Kedua mata wanita itu membola karena tidak sadar dengan suara Bian. “Kamu? Tahu nomor saya dari mana?”
“Cari tau nomor kamu nggak sesusah cari nomor telpon artis jadi jangan heran begitu.”
“Dasar Arga, kampret!” Flo mengumpat karena jelas adiknya yang memberitahu Bian. “Ada perlu apa telpon saya malam-malam?”
“Saya hanya khawatir sama kamu. Kamu baik-baik aja, kan?”
“Saya baik-baik aja. Memangnya ada hal yang bikin saya nggak baik-baik aja?” tanya Flo dengan suara ketus.
“Saya takut kamu masih kepikiran soal kejadian semalam.”
“Saya sudah lupa tapi sekarang kamu ingetin lagi. Kalau nggak ada yang penting, saya tutup telponnya.”
“Galak sekali sih, Flo. Padahal Arga bilang sikap kamu manis dan lucu. Tapi syukurlah kamu baik-baik saja”
“Arga benar tapi kalau sama kamu, saya nggak bisa bersikap manis apalagi lucu.”
“Enggak apa-apa, justru saya suka.”
Flo tidak percaya dengan apa yang Bian lontarkan lewat sambungan telepon. “Jangan ganggu saya dan jangan muncul di hadapan saya lagi!” Tanpa menunggu tanggapan dari Bian, Flo langsung menutup sambungan telepon dari Bian.
“Kenapa sih orang menyebalkan ini harus ngomong kayak gitu?” Telepon dari Bian berhasil membuat Flo kesal malam ini. Ia langsung menonaktifkan ponselnya lalu menyimpannya di dalam laci. Tidak ingin diganggu oleh Bian, itulah tujuan Flo. “Tidur Flo, lupakan apa yang terjadi hari ini.”
Sementara itu, di dalam kamar besar miliknya yang ada di kediaman keluarga Nugraha, sosok Bian tersenyum setelah berhasil menggoda Flo. Seperti biasa, sikap ketus Flo sama sekali tidak membuatnya sakit hati. Ia sangat paham dengan reaksi kesal kakak dari teman baiknya itu.
“Florensia Alinka, nama yang cantik, seperti orangnya. Benar-benar membuatku semakin penasaran,” gumamnya sambil menatap sesuatu yang ada dalam genggaman tangannya. Bayangan malam itu kembali muncul di ingatan Bian.
Bian dan Flo sedang b******u di atas tempat tidur. Baju pria itu sudah terbuka karena ulah Flo. Bahkan saat ini wanita itu sedang berada di atasnya, mengecup seluruh tubuhnya tanpa bisa Bian hentikan. Suara erangan memenuhi kamar tersebut karena Bian tidak menyangka sapuan lidah Flo begitu memabukkan.
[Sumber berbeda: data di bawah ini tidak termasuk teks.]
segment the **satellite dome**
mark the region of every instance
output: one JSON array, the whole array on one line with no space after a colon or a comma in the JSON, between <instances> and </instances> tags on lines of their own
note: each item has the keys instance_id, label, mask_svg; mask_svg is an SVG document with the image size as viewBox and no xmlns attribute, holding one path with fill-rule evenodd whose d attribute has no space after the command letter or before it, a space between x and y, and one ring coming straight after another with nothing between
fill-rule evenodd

“Flo,” gumam Bian sambil menatap wanita yang ada di atas tubuhnya.
Tangan Bian dengan leluasa mengusap punggung mulus Flo. Ia sudah tidak tahan lagi, dan akhirnya membuat posisi berubah, Flo berada di bawahnya. Bian menatap wajah Flo yang sayu dengan kabut gairah yang memuncak. Bagaimana bisa wanita yang sikapnya dingin bisa membuatnya sangat panas karena pesonanya. Bahkan Bian takjub dengan lekuk tubuh Flo yang sempurna. Meski masih dibalut oleh pakaian dalam.
Flo menatap Bian, terbuai dengan pandangan mata pria di atasnya. “Ayo lakukan,” gumamnya dengan suara bergetar.
Mendapatkan lampu hijau dari Flo, membuat Bian tidak ingin menundanya lagi. Bian kembali mencium dan melumat bibir wanita itu dengan penuh gairah. Saat tangannya menyusup ke belakang untuk membuka kait bra, tiba-tiba Bian mengingat sesuatu.
“Mas, tolong jaga Flo.”
Bian menghentikan aktivitasnya, lalu perlahan melepaskan tubuh Flo. Apa yang Arga ucapkan kepadanya, kini berhasil membuatnya tersadar. Pria itu menatap Flo yang terlihat gusar dan gelisah. Dengan sekuat tenaga, Bian mencoba mengendalikan diri, lalu menarik selimut untuk menutup tubuh kakak dari Arga.
“Maaf Flo, saya benar-benar minta maaf,” ucap Bian merasa bersalah. Ia beranjak pergi dari kamar tersebut namun suara Flo kembali mencegahnya.
“Jangan pergi, aku mohon.”
Bian melihat Flo yang tiba-tiba menangis, entah karena apa. Hal ini membuat Bian tidak tega dan akhirnya memutuskan untuk kembali ke tempat tidur namun membiarkan selimut tetap menutupi tubuh wanita itu. Ia mencoba menenangkan Flo agar tidak menangis lagi.
Bian menggelengkan kepala sambil tersenyum. Malam b*******h itu membuat tubuhnya kembali terasa panas. Ia lantas berjalan ke balkon dan menyesap wine yang ada di dalam gelas sambil menatap keluar. Dari atas balkon kamarnya, ia bisa merasakan udara malam yang dingin. Setelah kejadian bersama Flo mengusik pikirannya, kini bayangan mengenai tempat tinggalnya dulu tiba-tiba muncul dan sosok yang bertahun-tahun bersamanya juga ikut hadir.
“Bagaimana keadaan dia sekarang? Benar-benar menghilang tanpa kabar.” gumam Bian. “Tapi itu sudah biasa mengingat bagaimana pekerjaannya,” sambungnya sambil kembali menyesap wine.